Link Search: Ask, Technorati, Sphere, Google, and IceRocket
Discussion: Jihad Watch, JammieWearingFool, The Poor Man Institute and Danger Room
Discussion:
Robert / Jihad Watch: Muslim woman wages Internet jihad in Belgium
JammieWearingFool: ‘She is Very Radical, Very Sly and Very Dangerous’
The Poor Man Institute: I am beginning to suspect that the War on Terror is composed entirely of horses**t
Noah Shachtman / Danger Room: She Wages Online Jihad
I’ve been saying for a while now that the world is upside down. These headlines underscore that reality:
The former U.S. ambassador to the UN—whose role is to represent the United States in front of the world—is targeted by “progressives” [in this case, a columnist for The Guardian newspaper] as a criminal because he was ” ‘instrumental in preparing and initiating the Iraq war by disseminating false claims through the State Department” while he was under-secretary of state for arms control.’ ”
Meanwhile, an acknowledged jihadist, whose role is “to inspire other people to wage jihad,”gets the front page treatment in the New York Times, which quotes the director of Belgium’s federal police force thus: “She enjoys the protection that [lenient Belgian law] offers. At the same time, she is a potential threat.”

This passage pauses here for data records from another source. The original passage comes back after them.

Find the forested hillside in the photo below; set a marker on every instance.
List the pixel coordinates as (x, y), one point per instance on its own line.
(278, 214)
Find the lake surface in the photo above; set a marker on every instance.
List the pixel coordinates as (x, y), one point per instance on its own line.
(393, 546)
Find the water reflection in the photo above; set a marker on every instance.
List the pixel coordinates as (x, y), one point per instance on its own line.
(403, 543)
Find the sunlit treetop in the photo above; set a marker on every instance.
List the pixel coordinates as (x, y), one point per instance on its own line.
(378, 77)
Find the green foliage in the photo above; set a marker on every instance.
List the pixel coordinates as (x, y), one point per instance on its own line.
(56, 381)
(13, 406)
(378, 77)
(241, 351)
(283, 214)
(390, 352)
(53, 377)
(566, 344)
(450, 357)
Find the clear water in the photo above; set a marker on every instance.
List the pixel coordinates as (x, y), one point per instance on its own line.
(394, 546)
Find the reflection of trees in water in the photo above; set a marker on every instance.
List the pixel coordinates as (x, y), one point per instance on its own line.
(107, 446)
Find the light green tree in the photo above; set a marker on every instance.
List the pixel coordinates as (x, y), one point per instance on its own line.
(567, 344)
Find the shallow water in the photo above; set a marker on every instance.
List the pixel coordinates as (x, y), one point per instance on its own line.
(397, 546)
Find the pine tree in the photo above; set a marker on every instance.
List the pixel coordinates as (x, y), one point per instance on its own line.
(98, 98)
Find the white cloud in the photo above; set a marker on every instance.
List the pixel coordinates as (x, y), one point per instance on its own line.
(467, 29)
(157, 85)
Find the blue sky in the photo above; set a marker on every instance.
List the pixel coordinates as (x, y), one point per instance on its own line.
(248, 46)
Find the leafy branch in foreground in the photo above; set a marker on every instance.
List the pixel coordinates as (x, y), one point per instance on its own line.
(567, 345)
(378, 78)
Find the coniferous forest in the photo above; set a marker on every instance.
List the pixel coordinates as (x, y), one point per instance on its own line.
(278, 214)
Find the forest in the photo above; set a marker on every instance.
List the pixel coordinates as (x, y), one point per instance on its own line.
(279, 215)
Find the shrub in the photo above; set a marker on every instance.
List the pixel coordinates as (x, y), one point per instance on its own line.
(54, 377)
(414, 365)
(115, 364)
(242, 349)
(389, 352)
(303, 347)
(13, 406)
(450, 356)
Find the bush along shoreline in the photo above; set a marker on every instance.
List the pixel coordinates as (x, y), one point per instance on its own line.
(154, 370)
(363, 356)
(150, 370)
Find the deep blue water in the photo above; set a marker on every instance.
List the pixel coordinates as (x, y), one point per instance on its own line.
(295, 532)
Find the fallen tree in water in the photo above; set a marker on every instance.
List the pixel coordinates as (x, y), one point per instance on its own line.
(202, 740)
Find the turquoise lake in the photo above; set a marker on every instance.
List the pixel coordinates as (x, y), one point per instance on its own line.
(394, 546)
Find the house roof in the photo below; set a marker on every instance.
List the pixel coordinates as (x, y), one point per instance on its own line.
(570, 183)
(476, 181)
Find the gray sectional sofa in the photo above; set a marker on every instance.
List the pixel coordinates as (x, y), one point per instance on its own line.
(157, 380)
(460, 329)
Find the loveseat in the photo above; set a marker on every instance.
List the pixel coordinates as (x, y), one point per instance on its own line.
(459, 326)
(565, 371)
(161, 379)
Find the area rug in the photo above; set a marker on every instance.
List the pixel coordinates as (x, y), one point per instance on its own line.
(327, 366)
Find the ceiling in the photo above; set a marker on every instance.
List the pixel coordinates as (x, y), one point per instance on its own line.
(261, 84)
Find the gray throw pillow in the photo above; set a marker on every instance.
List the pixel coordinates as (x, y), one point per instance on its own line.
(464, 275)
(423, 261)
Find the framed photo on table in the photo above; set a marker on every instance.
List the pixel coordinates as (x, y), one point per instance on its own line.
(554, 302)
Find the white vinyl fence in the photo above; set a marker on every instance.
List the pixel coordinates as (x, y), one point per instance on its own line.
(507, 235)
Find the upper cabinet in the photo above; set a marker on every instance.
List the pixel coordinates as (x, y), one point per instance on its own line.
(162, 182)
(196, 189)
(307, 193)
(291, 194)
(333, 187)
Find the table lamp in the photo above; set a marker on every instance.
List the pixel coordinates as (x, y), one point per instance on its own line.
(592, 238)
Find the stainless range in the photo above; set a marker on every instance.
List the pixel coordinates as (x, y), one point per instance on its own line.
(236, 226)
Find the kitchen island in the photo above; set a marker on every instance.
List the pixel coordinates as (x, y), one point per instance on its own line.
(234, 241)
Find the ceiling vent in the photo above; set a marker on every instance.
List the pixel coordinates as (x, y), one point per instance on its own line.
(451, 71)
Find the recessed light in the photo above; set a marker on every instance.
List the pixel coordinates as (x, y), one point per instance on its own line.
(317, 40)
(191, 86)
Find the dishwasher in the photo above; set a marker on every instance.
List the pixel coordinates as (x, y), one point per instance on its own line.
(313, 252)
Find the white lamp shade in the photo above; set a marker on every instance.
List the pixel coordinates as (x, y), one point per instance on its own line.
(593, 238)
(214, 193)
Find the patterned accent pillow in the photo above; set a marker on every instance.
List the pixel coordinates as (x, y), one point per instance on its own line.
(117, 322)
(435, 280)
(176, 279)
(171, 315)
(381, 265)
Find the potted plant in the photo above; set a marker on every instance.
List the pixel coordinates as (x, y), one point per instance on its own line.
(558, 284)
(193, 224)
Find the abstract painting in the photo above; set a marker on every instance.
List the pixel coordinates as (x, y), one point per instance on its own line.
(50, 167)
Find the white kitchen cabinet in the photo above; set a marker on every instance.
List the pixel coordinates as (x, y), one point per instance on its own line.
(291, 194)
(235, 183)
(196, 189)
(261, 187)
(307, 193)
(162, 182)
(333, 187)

I could be wrong, but it seems to me that “war-mongering” is being treated as a crime on one side—namely, ours—but not on the other. Not very fair, that. Nor very confidence-inspiring for your normal everyday citizen of the West, who wants the authorities to prevent crimes—to act before a terrorist incident occurs, not to react afterward.
After all, anyone can react after a crime is committed—in any number of ways, including the extralegal. If the authorities allow too many such crimes to occur (through lenient laws, or lenient enforcement of laws), eventually the people being hurt by such crimes will start to take the law into their own hands.